As reports emerged just this week that dozens of civilians have been raped at political protests in Sudan, it is clear that we must do more. One can draw a direct link between the groups perpetrating these acts of violence and the Janjaweed who have systematically used rape as a weapon to destroy entire communities in Darfur in recent years, seemingly unabated. Total impunity in Sudan has allowed this violence to continue. Yet where is the outcry? In cases of emergency the world has proved that mobilisabilition is possible. Hereby, we must call again for international community to take strong and immediate action against the use of sexual violence: how many more victims must we mourn before we draw a red line against rape as a weapon of war?

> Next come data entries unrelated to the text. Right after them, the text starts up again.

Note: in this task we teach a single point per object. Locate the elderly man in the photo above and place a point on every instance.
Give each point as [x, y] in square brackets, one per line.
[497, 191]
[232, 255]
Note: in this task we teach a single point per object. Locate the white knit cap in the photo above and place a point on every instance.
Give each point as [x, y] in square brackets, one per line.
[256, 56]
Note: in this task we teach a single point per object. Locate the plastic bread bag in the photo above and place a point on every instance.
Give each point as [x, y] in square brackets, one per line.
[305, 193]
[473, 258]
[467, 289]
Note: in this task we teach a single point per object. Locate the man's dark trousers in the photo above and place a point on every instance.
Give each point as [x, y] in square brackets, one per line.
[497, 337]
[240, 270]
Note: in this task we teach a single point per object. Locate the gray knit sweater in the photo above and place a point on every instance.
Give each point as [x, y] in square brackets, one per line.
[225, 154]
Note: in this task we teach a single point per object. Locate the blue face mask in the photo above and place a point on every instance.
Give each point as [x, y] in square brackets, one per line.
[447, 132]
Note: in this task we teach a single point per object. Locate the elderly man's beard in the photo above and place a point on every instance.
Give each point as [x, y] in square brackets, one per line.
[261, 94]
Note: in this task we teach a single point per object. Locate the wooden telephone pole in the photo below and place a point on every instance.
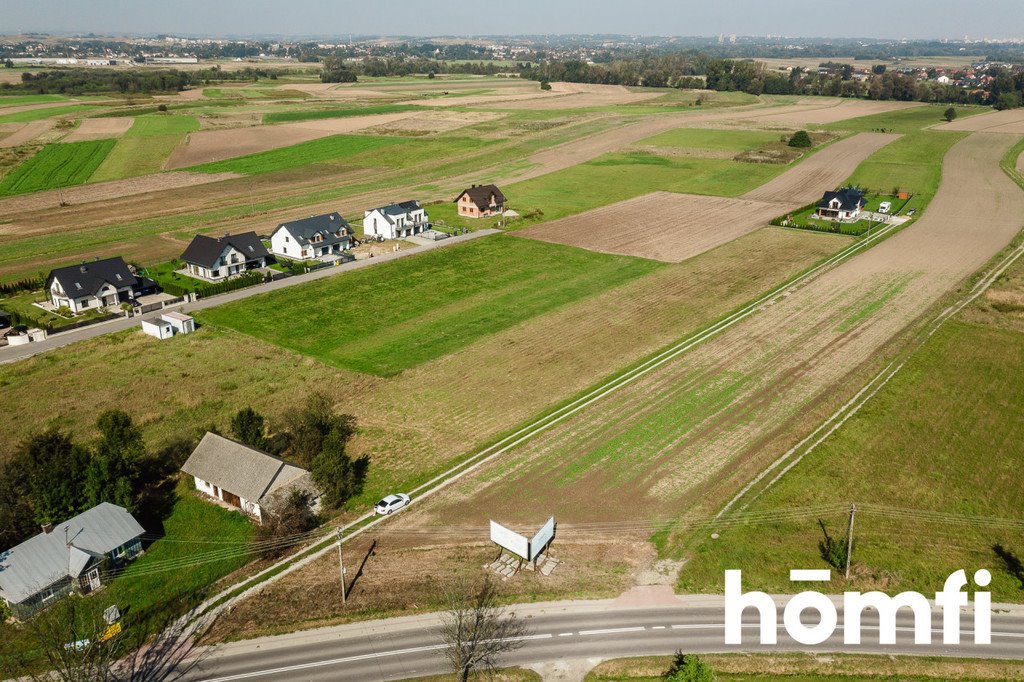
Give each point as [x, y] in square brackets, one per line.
[341, 567]
[849, 539]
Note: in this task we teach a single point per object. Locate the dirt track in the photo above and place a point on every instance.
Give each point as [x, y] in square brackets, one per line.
[700, 426]
[673, 227]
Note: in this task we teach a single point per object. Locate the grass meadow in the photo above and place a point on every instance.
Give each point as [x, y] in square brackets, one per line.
[57, 165]
[145, 145]
[396, 315]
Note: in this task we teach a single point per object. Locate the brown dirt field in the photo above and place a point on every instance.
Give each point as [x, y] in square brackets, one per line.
[102, 192]
[27, 133]
[846, 109]
[1010, 121]
[822, 170]
[207, 145]
[662, 225]
[689, 434]
[673, 226]
[406, 574]
[100, 129]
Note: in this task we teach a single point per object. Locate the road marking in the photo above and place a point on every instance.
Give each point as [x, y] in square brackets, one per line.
[611, 631]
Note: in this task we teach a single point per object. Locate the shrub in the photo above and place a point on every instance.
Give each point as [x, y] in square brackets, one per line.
[801, 139]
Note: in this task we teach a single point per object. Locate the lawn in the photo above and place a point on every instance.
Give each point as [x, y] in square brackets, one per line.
[316, 114]
[145, 145]
[396, 315]
[57, 165]
[335, 147]
[944, 435]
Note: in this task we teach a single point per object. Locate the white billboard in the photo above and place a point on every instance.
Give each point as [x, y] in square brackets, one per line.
[543, 537]
[510, 540]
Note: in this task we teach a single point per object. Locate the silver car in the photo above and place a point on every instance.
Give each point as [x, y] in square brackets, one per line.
[391, 504]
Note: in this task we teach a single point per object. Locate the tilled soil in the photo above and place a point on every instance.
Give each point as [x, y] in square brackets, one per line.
[690, 433]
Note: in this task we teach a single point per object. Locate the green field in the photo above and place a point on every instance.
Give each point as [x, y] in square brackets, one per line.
[39, 114]
[396, 315]
[58, 165]
[335, 147]
[944, 435]
[145, 145]
[316, 114]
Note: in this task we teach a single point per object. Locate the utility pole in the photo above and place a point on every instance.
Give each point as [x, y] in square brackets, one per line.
[341, 567]
[849, 539]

Despite a supposed end to the conflict in eastern DRC, the number of victims of sexual violence has not changed in recent years. On the contrary, Panzi Hospital has found that the incidence of sexual violence has not only continued, but there has also been an alarming increase in the number of minors. Mass rape continues, and the ongoing impunity for perpetrators coupled with toxic masculinities reinforced by years of war allow for the violence to persist – be it executed by civilians, militias or state agents.
While Panzi Hospital in DRC provides quality holistic care to survivors of sexual violence, survivors around the world simply do not have access to basic services needed to heal or reintegrate in society. From Yazidi survivors in the Middle East, to those in asylum centres in Europe, survivors lack access to the care they need and deserve. Now is the time to listen to them and to act accordingly. To do this, we must stand with survivors to amplify their voices by sharing their lived realities.
I hereby honour the members of SEMA (Swahili for “speak out”), the Global Network of Victims and Survivors to End Wartime Sexual Violence and with the thousands upon thousands of other survivors around the world who are calling for an end to sexual violence. Let us note the tremendous courage of these women to break the silence around sexual violence and claim their rights in order to prevent other generations of women and girls, but also men and boys, from becoming victims as well.
And while in the past year, we have seen the international community take action through Security Council Resolution 2467, which promotes a survivor-centred approach to combat conflict-related sexual violence. I would like to reiterate here, that as long as there are new victims, this is not enough. We need to take more important measures, we need to put an end to impunity, we need put an end to violence and we need to do it now.